China’s manufacturing sector contracted for the second consecutive month in May, according to official data released Saturday, adding pressure on Beijing to roll out more economic stimulus amid ongoing trade tensions with the United States.
The official manufacturing Purchasing Managers’ Index (PMI), a key gauge of factory activity, came in at 49.5 for May, slightly up from April’s 49.0 but still below the critical 50-point threshold that separates expansion from contraction. The figure met expectations in a Reuters poll, which also forecast a reading of 49.5.
The back-to-back monthly declines highlight persistent weaknesses in China’s industrial output and external demand, particularly as its trade war with the U.S. drags on. Analysts suggest the latest data could prompt Chinese policymakers to introduce additional monetary easing or fiscal support to bolster economic growth and shore up business confidence.

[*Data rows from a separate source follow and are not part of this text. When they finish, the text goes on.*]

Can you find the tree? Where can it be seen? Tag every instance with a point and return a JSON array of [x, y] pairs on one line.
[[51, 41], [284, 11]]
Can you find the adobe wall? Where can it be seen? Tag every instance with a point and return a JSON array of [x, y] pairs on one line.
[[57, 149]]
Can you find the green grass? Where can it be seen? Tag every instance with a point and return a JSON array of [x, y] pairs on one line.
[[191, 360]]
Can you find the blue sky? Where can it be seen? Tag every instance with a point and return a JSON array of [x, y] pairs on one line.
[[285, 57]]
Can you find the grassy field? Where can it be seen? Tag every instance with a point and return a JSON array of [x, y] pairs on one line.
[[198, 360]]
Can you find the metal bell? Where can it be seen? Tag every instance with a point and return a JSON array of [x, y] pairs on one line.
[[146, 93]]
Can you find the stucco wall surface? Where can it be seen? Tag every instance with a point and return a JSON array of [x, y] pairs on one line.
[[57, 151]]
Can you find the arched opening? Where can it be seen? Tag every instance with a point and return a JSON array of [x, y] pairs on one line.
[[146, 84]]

With the global economy facing headwinds and exports under pressure, China’s manufacturing slowdown poses a risk to recovery efforts. Economists are watching closely to see whether Beijing will ramp up measures such as infrastructure spending, tax cuts, or interest rate reductions to stabilize the economy.

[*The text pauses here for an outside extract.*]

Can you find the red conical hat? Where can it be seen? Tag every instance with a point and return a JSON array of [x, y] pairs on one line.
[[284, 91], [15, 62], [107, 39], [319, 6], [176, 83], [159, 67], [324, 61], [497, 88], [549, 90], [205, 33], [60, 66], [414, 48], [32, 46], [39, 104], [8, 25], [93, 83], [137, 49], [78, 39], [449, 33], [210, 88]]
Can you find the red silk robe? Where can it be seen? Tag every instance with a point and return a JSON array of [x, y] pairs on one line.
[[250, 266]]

Market participants and investors remain concerned about the prolonged nature of the slowdown, as softer demand both domestically and abroad continues to weigh on production levels. The weak PMI reading underscores the need for targeted government support to stimulate key sectors and avoid further economic slippage.
As one of the world’s largest manufacturing hubs, China’s industrial health is closely linked to global supply chains. Any sustained downturn in Chinese output could have ripple effects across international markets, particularly in commodities and exports.
The May PMI result reinforces calls for timely stimulus to help offset trade-related pressures and reinvigorate the world’s second-largest economy.